Por mais que custe aos pais, ter filhos adolescentes envolve a expectativa de “rebeldia”, mesmo que seja inocente. Mas parecem assustados demais para rebeldias, e mesmo quando a lei já lhes permite andar sem máscara ao ar livre, eles mantêm-na. Não quero generalizar, mas pôs-me a pensar na chucha. Somos nós, os adultos, que impomos a chucha aos nossos filhos. Vamos buscá-la quando eles estão assustados e nervosos — quando as lágrimas começam a cair dizemos, com uma voz apaziguadora, “toma a tua chucha”. E, depois, ficamos enervados porque não a largam.
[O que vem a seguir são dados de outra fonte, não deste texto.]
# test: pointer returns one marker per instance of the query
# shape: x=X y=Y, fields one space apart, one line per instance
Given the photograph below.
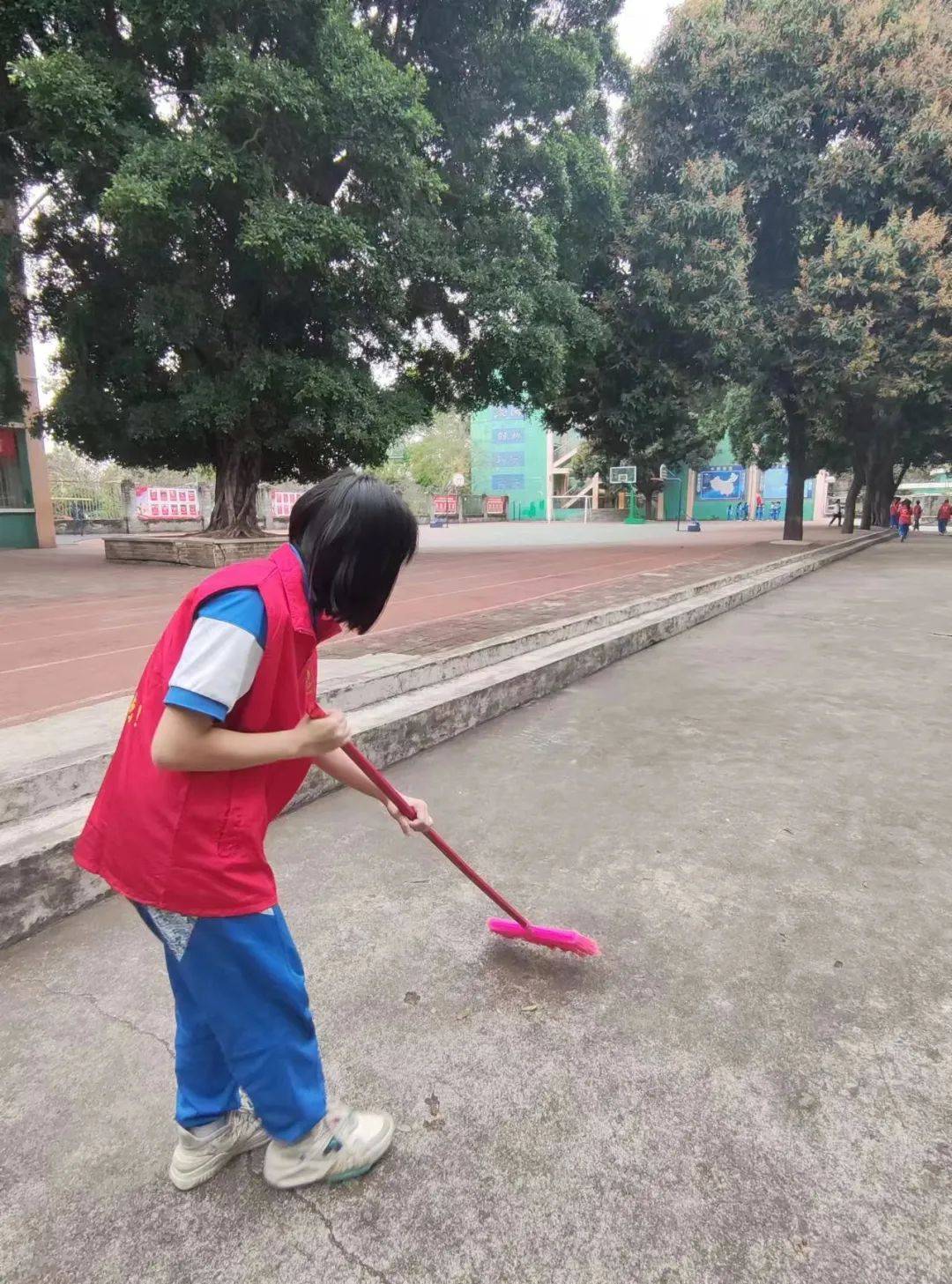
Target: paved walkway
x=75 y=631
x=750 y=1087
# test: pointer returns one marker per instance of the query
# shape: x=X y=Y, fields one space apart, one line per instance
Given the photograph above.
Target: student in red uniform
x=943 y=514
x=218 y=739
x=904 y=519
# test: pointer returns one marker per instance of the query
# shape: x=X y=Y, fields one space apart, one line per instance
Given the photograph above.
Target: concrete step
x=47 y=761
x=40 y=882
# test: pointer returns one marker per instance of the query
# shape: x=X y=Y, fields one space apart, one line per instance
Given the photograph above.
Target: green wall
x=774 y=486
x=509 y=457
x=19 y=530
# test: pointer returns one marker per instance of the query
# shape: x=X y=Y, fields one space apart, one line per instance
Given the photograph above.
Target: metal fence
x=100 y=502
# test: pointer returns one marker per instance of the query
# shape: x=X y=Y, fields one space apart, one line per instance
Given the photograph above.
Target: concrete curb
x=39 y=881
x=50 y=781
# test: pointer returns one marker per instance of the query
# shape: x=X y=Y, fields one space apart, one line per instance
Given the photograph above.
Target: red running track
x=75 y=629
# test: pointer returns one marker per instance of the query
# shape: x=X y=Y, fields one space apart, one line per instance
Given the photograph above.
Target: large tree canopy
x=823 y=109
x=278 y=234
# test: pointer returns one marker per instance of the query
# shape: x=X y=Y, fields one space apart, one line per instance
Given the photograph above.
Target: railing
x=87 y=503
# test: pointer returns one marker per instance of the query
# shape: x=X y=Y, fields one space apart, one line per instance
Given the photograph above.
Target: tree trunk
x=795 y=472
x=236 y=475
x=870 y=475
x=852 y=496
x=884 y=492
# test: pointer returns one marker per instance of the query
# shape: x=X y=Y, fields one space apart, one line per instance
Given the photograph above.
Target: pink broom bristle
x=553 y=938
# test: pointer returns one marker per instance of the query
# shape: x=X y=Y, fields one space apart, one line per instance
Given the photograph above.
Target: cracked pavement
x=750 y=1087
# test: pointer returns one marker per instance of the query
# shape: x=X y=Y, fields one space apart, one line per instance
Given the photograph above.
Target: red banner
x=283 y=501
x=167 y=503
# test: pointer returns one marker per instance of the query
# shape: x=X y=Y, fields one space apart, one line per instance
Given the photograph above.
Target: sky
x=640 y=23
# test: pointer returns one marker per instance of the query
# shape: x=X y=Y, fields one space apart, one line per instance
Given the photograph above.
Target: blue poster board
x=721 y=483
A comparação pode parecer estranha, mas a verdade é que lhes dissemos insistentemente que “iam matar alguém” ou que “podiam morrer”, que se não usassem a máscara “não podiam estar com os amigos”, e insultámos constantemente a sua capacidade de serem responsáveis, e eles, coitados, quiseram provar-nos que nos enganávamos.
Por isso, agora, não basta mudar a legislação (embora espero que as hesitações da DGS não se alonguem e que libertem rapidamente as crianças de usar máscaras no recreio!), é preciso conversar com os miúdos, ajudando-os a entender que a máscara teve o seu papel, e que em certas situações pode continuar a ter, mas que a podem largar. Temos de lhes transmitir a confiança nas vacinas, e com calma — ou não estivéssemos também nós ainda hesitantes — voltar à normalidade.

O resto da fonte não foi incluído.